Die Lehrerin, die sie begleitete, wagte nicht einzugreifen und hat den Fall auch nicht der Direktion gemeldet. Erst durch einen Beschwerdebrief der Jüdischen Gemeinde an die Berliner Schulverwaltung wurde die Angelegenheit publik.
Schulsenator Klaus Böger (SPD) schob alle Schuld auf die Pädagogin. In seinem Entschuldigungsbrief an die Jüdische Gemeinde heißt es: "Die Lehrerin der Hauptschule mißachtete ihre dienstlichen Verpflichtungen in eklatanter Weise: Sie unterließ es, den Vorfall umgehend zu beenden und ignorierte zudem die Verpflichtung der Meldung." Er habe die Schulleiter und Schulaufsichtsbeamten aufgerufen, "jeder Form von Gewalt entgegenzutreten". Sein Staatssekretär Thomas Härtel schloß sich der Pädagogen-Schelte an und meinte, das Nichteingreifen der Lehrerin sei "eindeutig" ein "Fehlverhalten" gewesen.
Die Lehrerin selbst konnte noch nicht angehört werden.
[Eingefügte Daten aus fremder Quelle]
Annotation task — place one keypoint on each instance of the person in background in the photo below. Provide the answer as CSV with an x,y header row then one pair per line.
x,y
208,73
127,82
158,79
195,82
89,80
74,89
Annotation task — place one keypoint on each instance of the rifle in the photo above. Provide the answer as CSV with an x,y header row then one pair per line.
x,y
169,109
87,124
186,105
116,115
Sie hatte sich krankschreiben lassen, und jetzt sind in Berlin Ferien. Es ist aber bekannt geworden, daß sie ihre Zurück-haltung mit dem "aggressiven Potential in der Klasse" begründet hatte.
Die Angst des Lehrpersonals vor der Gewalttätigkeit ausländischer Schüler wird von der Politik ignoriert. Dabei ist es noch nicht lange her, daß ein iranischer Schüler, der als "Sawis" durch die Berliner Presse ging, einen Lehrer vor aller Augen auf dem Schulhof krankenhausreif schlug.
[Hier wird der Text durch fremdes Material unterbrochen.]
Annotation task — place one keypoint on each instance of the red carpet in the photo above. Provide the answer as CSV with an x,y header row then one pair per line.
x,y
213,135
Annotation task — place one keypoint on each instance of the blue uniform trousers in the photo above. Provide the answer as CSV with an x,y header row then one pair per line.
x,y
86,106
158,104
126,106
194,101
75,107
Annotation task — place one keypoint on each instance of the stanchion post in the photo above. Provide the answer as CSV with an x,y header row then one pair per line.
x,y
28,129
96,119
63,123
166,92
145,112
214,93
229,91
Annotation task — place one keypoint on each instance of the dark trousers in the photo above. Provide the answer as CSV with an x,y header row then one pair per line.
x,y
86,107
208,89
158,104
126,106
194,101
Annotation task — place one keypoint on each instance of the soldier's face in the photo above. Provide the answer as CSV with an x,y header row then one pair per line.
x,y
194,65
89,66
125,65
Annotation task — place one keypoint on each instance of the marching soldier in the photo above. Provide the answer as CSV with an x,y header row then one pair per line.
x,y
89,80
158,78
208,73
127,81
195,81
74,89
Der Staatssekretär verweist im politisch-korrekten Jargon auf ein Jugendprogramm "Fit machen für Demokratie und Toleranz" und fordert, die sogenannten Quartiersmanager in den Problembezirken für den Kampf gegen Antisemitismus zu qualifizieren. Ähnlich hilflos wirkt das Vorhaben des Leiters des Potsdamer Moses-Mendelssohn-Zentrums, Julius Schoeps, der eine "Bibliothek verbrannter Bücher" aus der NS-Zeit für den Schuleinsatz zusammenstellen will. Die Adressaten, um die es hier geht, sind außerstande, literarische Texte zu lesen. Außerdem sind die Schüler dazu verdonnert worden, sich im Centrum Judaicum die Ausstellung "Kunst in Auschwitz" anzusehen.
Mindestens drei Problemkomplexe bündeln sich in dem aktuellen Fall: Erstens der massenhafte Zuzug allem Anschein nach nicht integrierbarer Ausländer, die einem militant gefärbten Männlichkeitsideal anhängen. Zweitens wird Deutschland dadurch zunehmend zu einem Ort, wo internationale Konflikte ausgetragen werden. Drittens lassen die historisch bedingten Sonderbeziehungen Deutschlands zu Israel den Muslimen keine Chance, ihren eigenen Erfahrungshintergrund, der von schlechten Nachrichten aus den Palästinensergebieten und harschen Kommentaren ihrer Heimatmedien dazu geprägt ist, zu benennen. Da eine Aneignung deutscher Schuldriten von ihnen nicht zu erwarten ist, könnten ihre Versuchen, den Konfliktstau durch Gewalt aufzulösen, noch zunehmen.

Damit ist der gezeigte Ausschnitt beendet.